Anita - my husband is a fanatic about territory around the house. I wouldn't DARE put anything down on his side of the bathroom counter and he has never ever sat in my favourite chair. (the dog has no such qualms)I always know where he has parked because it is the very last place I would park.
Those little extras like the corner table really add to the story. Makes me more comfortable with the character.I am going to reread the book I mentioned in this post and see how the author uses territory and self- concepts. One is very obvious: his secret is that he went to war and his wife and child died while he wasn't there to protect them. When it looks like happening again with the second wife, he about comes out of his skin. He also shows marked jealousy when anyone walks up to talk to her. However, they are so darn busy having sex here, there and everywhere that his jealousy doesn't have time to take effect.

connie said...

Hi Suse,
don't you just love the organizers!
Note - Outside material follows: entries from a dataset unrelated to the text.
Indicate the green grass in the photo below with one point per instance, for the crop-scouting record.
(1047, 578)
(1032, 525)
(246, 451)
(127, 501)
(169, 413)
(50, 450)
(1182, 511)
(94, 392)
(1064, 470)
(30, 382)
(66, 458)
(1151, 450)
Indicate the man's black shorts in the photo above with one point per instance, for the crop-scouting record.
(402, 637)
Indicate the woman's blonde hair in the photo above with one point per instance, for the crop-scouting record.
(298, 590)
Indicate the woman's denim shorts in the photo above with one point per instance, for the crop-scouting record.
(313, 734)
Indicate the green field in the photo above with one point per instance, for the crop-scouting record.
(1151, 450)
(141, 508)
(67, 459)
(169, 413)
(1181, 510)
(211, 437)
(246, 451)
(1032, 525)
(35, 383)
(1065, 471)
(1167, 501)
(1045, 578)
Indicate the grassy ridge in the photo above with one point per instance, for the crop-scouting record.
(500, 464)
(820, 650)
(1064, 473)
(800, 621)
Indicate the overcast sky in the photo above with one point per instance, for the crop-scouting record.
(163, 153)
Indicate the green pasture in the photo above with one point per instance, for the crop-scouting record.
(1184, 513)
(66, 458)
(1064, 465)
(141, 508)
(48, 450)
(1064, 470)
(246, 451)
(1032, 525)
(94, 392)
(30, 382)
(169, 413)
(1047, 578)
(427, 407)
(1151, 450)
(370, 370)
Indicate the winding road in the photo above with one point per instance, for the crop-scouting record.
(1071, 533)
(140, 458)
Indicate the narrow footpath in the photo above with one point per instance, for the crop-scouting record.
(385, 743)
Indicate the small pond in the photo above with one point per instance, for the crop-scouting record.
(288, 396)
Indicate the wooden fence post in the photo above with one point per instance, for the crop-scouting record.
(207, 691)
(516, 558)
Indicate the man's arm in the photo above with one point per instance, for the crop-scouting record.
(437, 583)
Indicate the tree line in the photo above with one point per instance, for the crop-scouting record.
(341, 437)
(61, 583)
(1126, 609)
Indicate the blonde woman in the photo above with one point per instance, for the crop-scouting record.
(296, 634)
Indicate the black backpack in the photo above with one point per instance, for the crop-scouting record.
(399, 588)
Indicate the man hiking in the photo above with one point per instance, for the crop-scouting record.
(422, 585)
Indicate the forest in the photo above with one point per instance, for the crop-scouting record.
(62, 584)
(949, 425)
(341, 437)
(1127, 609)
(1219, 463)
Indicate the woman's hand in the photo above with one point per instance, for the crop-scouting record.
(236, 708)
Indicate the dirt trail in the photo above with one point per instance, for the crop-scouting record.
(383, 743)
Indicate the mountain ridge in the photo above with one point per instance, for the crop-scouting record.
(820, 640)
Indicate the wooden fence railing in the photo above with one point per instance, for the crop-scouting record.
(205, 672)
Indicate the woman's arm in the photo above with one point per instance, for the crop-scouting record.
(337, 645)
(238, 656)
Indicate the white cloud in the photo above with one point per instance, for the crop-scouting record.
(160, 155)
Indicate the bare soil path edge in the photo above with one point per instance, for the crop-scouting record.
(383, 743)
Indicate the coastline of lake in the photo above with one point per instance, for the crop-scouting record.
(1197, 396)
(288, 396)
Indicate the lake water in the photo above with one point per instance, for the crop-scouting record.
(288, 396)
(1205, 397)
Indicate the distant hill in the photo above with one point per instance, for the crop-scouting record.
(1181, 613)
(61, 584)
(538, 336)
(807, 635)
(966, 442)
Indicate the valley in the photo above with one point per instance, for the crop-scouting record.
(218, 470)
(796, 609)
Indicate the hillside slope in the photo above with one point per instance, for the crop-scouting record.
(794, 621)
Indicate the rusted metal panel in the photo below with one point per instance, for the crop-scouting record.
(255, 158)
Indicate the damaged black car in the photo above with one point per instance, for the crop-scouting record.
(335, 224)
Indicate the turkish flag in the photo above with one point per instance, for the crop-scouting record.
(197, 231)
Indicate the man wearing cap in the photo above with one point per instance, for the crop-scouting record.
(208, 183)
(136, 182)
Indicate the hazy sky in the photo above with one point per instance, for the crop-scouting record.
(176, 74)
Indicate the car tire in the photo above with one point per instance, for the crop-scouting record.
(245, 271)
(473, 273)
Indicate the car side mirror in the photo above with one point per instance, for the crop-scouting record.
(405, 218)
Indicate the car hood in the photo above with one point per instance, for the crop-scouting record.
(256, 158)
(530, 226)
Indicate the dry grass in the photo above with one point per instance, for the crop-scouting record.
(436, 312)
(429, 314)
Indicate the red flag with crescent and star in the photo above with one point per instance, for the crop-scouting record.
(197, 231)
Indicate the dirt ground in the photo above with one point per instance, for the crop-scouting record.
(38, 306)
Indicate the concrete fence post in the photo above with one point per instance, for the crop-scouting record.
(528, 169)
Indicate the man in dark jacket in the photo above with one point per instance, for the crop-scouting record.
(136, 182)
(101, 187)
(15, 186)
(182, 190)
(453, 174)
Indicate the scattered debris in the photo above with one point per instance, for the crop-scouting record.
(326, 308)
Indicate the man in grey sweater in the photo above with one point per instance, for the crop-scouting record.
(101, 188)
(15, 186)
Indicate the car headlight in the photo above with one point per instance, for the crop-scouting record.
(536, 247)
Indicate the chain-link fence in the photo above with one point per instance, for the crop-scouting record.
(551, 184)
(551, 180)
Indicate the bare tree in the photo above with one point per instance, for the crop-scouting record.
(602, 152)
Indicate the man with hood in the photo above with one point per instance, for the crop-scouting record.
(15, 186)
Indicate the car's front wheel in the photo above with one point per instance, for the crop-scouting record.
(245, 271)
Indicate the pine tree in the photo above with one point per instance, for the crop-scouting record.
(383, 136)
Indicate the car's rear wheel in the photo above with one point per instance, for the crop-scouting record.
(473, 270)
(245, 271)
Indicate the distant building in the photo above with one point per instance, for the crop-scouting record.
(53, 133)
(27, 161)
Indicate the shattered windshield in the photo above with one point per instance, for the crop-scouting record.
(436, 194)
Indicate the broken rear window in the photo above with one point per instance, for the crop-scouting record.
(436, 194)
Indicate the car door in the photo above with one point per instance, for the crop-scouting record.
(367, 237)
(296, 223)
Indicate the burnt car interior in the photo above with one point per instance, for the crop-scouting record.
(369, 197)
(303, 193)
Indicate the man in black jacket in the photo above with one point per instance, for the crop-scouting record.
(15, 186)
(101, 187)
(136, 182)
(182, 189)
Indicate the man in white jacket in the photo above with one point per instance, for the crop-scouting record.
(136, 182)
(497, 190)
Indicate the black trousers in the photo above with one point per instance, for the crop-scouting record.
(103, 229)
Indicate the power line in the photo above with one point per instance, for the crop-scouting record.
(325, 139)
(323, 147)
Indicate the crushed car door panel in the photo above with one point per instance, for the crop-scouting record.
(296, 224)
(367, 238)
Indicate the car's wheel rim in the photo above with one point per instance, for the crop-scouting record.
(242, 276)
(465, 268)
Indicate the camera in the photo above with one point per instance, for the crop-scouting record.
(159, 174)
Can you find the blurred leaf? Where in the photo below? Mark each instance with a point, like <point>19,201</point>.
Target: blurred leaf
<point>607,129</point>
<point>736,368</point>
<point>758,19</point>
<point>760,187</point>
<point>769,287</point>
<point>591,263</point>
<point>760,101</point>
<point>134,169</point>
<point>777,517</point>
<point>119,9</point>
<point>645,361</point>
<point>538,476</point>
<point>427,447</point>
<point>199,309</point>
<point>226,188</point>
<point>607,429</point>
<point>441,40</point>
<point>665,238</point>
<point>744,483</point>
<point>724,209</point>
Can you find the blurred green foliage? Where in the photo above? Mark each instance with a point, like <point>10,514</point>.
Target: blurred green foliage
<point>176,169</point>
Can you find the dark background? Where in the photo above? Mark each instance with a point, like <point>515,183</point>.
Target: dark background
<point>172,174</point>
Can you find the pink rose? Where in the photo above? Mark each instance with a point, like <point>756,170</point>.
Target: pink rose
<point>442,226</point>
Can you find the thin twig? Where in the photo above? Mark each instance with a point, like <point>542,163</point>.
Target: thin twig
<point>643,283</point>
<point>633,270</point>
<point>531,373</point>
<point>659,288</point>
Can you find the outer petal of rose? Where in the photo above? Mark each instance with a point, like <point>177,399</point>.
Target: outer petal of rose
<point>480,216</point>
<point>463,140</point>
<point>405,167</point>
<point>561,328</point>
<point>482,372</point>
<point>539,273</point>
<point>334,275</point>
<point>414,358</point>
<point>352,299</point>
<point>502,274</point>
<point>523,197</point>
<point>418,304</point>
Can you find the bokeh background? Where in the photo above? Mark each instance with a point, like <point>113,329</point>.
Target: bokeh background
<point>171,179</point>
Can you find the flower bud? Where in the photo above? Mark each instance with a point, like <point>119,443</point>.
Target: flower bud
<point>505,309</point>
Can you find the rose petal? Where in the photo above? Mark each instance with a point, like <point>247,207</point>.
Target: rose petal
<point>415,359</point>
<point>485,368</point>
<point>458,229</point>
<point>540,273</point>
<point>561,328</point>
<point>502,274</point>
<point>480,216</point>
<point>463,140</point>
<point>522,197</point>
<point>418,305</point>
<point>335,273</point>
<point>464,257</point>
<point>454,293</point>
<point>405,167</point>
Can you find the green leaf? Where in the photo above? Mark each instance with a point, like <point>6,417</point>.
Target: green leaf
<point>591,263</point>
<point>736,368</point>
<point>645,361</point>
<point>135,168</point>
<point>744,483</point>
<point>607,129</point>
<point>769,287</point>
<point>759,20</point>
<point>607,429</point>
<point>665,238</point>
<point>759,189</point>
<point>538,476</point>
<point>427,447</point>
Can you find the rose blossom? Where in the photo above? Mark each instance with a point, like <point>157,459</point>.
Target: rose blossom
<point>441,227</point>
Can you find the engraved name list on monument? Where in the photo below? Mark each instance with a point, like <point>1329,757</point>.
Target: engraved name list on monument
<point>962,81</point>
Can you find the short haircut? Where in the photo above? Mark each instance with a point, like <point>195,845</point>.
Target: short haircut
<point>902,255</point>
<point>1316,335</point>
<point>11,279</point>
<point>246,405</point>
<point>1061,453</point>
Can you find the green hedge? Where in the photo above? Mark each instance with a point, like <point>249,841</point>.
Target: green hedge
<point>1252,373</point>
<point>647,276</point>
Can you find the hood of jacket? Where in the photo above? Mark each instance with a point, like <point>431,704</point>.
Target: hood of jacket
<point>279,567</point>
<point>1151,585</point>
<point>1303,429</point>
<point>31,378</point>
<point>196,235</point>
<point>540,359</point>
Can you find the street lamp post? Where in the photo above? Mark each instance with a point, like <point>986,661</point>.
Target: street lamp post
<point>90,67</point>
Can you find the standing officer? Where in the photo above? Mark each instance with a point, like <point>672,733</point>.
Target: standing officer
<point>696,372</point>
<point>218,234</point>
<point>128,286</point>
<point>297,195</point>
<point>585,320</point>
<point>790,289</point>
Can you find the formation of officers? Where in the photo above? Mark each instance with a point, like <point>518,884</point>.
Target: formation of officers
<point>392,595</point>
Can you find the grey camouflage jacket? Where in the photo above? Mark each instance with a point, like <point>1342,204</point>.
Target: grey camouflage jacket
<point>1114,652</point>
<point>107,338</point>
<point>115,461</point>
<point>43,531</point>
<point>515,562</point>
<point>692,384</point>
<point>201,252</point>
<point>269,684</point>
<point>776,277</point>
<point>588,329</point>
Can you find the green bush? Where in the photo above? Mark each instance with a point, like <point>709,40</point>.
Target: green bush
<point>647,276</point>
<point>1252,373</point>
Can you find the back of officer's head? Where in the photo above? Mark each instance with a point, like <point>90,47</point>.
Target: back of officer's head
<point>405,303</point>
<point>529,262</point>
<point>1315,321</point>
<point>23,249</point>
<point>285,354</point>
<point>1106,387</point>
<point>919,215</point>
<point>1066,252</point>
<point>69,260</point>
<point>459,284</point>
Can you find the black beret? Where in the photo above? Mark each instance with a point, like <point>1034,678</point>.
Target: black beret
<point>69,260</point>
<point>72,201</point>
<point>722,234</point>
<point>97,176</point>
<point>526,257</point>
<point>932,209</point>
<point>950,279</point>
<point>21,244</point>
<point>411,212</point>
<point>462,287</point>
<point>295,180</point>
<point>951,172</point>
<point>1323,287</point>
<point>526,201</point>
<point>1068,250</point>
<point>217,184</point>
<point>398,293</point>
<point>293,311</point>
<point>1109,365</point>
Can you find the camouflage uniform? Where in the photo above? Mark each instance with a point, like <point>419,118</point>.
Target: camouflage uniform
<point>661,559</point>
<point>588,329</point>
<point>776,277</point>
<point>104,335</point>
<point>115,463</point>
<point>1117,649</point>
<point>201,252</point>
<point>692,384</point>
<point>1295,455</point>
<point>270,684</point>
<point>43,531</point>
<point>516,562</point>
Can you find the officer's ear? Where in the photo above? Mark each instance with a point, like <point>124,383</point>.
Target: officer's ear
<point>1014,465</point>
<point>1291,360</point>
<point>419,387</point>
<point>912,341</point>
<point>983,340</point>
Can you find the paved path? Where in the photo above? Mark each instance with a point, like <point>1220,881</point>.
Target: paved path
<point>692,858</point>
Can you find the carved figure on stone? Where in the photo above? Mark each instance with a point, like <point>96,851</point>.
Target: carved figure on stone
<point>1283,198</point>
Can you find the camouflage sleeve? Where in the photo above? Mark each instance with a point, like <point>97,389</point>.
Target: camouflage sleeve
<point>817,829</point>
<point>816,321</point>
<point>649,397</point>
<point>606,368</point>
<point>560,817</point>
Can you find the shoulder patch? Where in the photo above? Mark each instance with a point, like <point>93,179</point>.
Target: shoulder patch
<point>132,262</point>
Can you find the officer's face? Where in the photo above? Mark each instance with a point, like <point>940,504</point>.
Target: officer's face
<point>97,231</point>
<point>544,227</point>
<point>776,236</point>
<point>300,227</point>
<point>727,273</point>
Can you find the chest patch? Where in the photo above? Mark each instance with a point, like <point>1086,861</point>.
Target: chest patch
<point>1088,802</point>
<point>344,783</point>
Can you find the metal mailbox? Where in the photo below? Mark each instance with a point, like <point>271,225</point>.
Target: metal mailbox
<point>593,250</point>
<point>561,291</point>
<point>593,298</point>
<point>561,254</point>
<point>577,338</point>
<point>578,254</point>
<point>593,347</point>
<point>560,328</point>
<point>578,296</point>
Georgia has them too.
We took a bus trip from Germany to Paris. I accidently spilled coffee on the lady behind me. The bus driver made me sit on the step next to him so he could 'talk to me'. I have never been so mortified. It was the last time he spoke English too. My German wasn't up to his so we never quite knew where we were after that. So, being given a territory can be hard too I found. I'll have to keep it in mind.
A cat fight! I'll have to remember that idea although fighting for the back seat on a side saddle or a Medieval destrier may be hard to work in...

connie said...

I used to go to the Lutheran church when I stayed with Aunt Ora. She always sat six from the front on the left side.
I'd like to read about Lily and see how she handles territory

connie said...

I like my back to the wall too and I am very uncomfortable if I have to sit close to a door but with my back to it. I read somewhere that men take the bed (in a hotel) that is nearest the door. K does that. It is supposed to be a left over instinct from the cave days. Makes sense.
My characters don't have territories anything like mine. Maybe it is my way of having a different persona in a comfort zone.
Our son is on a special police assignment for now. I sat in a hospital cafe with him and watched him watch everybody. There was a good chance he would meet some of his 'characters' in that particular hospital. He knew every exit and every wall, cabinet etc that could hide someone from his sight. When I think about it, it is as though he created a territory for them.
It was eerie but also one more tidbit for a future plot

Suse said...

Hi Connie,

I just had to jump back in and say that my husband doesnt usually take the side of the bed closest to the door in a hotel. That side is usually closest to the bathroom, and guess who always has to get up in the middle of the night.

connie said...

I know who! I just have to get up and stagger on by him by the light of the silvery smoke detector.